As nuvens são brancas

O céu é azul

Tudo parece igual

Minha alma exulta

Meu corpo responde

Ontem obscuro e manipulador

Hoje diáfano e inquiridor.

Confesso que:

Quero ver com os olhos da razão

Quero a convicção dos puros

Quero aquecer meu coração

Preciso expurgar a solidão.

Escrito por Maria Claudete



3 comentários:

Majoli participou com o comentário número:

Maria Claudete, que poesia mais linda, li e reli e declamei do lado de cá.

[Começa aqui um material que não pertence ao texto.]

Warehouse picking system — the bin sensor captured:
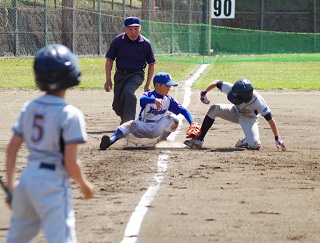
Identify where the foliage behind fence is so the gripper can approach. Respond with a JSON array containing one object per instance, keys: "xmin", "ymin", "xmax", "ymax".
[{"xmin": 0, "ymin": 0, "xmax": 320, "ymax": 57}]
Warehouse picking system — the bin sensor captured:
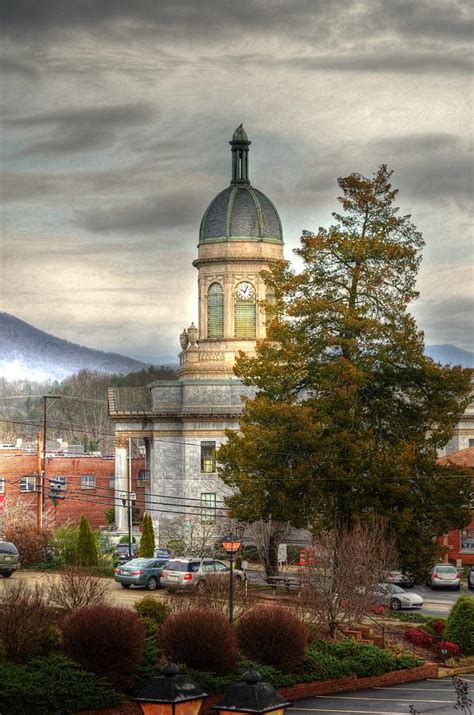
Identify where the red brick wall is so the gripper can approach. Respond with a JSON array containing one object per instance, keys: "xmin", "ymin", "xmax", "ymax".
[{"xmin": 0, "ymin": 450, "xmax": 145, "ymax": 528}]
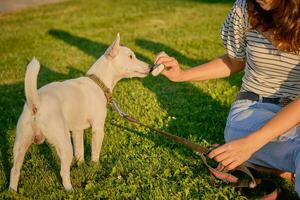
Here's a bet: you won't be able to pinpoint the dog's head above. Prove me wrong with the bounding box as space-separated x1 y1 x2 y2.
104 34 150 78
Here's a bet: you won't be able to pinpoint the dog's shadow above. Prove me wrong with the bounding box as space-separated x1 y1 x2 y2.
0 65 84 191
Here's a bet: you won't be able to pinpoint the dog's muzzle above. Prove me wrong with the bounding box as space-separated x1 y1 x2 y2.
149 64 165 76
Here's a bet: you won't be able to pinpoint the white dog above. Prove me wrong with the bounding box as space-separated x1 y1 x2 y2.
9 34 150 191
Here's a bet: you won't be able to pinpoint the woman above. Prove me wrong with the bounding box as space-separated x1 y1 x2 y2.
155 0 300 196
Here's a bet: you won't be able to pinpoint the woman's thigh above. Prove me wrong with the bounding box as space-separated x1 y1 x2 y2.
225 100 300 172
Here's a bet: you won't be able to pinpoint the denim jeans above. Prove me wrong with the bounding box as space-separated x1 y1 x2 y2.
224 100 300 197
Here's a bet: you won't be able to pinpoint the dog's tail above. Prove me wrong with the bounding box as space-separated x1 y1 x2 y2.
25 58 40 114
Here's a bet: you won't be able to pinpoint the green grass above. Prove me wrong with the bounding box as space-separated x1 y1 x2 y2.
0 0 295 199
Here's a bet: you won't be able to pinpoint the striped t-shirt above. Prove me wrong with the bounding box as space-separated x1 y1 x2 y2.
222 0 300 99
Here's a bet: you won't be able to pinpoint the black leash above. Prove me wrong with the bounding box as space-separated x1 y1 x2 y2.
87 74 280 200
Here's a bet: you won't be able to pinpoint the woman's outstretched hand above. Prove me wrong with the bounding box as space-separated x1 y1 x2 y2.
154 52 184 82
208 137 258 170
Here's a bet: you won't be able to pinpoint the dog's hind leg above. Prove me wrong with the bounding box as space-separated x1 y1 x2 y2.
46 122 73 191
9 114 34 191
72 130 84 162
92 126 104 162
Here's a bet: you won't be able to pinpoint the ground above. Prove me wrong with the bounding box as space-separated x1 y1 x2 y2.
0 0 295 199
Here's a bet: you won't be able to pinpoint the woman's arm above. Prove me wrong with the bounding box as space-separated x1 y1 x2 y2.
208 98 300 170
155 52 245 82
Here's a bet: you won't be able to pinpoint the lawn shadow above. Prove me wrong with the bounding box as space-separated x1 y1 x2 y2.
0 65 83 191
48 29 229 159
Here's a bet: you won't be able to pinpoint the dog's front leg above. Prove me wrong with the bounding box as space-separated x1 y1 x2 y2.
92 124 104 162
72 130 84 162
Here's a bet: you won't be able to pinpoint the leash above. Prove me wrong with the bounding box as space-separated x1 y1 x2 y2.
87 74 279 200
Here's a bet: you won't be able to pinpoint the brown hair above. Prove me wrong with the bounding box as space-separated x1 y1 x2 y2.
247 0 300 55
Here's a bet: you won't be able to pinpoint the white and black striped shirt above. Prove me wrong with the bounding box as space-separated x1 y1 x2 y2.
222 0 300 99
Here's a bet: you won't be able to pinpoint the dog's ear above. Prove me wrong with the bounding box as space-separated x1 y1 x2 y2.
105 33 120 59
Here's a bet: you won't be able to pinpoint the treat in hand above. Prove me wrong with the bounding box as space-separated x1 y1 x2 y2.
151 64 165 76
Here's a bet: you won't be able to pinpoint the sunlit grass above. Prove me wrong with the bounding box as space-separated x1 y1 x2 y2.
0 0 296 199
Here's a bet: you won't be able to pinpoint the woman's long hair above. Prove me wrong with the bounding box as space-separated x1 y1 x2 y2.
248 0 300 55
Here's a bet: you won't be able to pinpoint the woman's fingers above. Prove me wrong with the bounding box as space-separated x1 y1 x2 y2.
155 56 175 65
214 153 230 162
154 51 169 64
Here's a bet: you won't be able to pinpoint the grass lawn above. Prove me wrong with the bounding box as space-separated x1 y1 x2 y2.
0 0 295 199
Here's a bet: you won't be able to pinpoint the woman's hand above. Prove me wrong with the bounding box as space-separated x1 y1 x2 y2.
208 137 258 170
154 52 184 82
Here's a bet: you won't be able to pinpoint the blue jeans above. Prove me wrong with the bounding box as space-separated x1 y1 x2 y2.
224 100 300 197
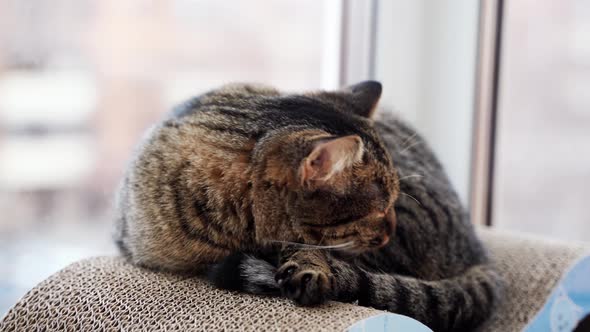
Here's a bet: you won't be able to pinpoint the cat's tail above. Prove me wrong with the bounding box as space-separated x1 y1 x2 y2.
359 265 503 331
207 252 281 296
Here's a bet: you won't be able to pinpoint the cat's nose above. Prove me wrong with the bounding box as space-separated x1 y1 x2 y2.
369 235 389 248
379 234 389 248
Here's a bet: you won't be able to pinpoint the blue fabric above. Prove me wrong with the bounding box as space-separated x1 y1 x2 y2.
525 256 590 332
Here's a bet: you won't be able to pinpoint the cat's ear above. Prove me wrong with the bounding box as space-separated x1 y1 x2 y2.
299 135 363 183
345 81 383 118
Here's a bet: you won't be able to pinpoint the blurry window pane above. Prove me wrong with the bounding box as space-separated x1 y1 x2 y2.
493 0 590 240
0 0 330 316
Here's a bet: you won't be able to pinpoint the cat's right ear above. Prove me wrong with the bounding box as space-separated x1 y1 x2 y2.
345 81 383 118
299 135 363 184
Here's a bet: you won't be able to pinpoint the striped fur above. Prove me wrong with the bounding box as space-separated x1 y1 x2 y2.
116 82 501 331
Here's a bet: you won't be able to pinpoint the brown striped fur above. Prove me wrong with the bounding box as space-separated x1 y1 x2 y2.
116 81 501 330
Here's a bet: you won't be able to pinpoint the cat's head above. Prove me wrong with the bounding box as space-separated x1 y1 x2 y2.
252 81 399 252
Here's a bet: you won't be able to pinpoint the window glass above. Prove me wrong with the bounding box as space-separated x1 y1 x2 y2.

Parabéns pelo seu poetisar, é ímpar.

Beijos mil no seu coração.

O Profeta participou com o comentário número:

As cordas de uma viola vibraram
Beijaram os dedos ao tocador
Uma nota fugiu ao encontro da saudade
No refrão a canção tinha a palavra amor

Nunca ouviste a palavra amor
Nunca te encontrou a nota de uma violoncelo
Nunca se rasgou o teu deserto de silêncios
Nunca um som te fez sentir o quanto é belo

Bom fim de semana

Doce beijo

Anita participou com o comentário número:

Ah! Também me encantei com sua poesia, parabéns.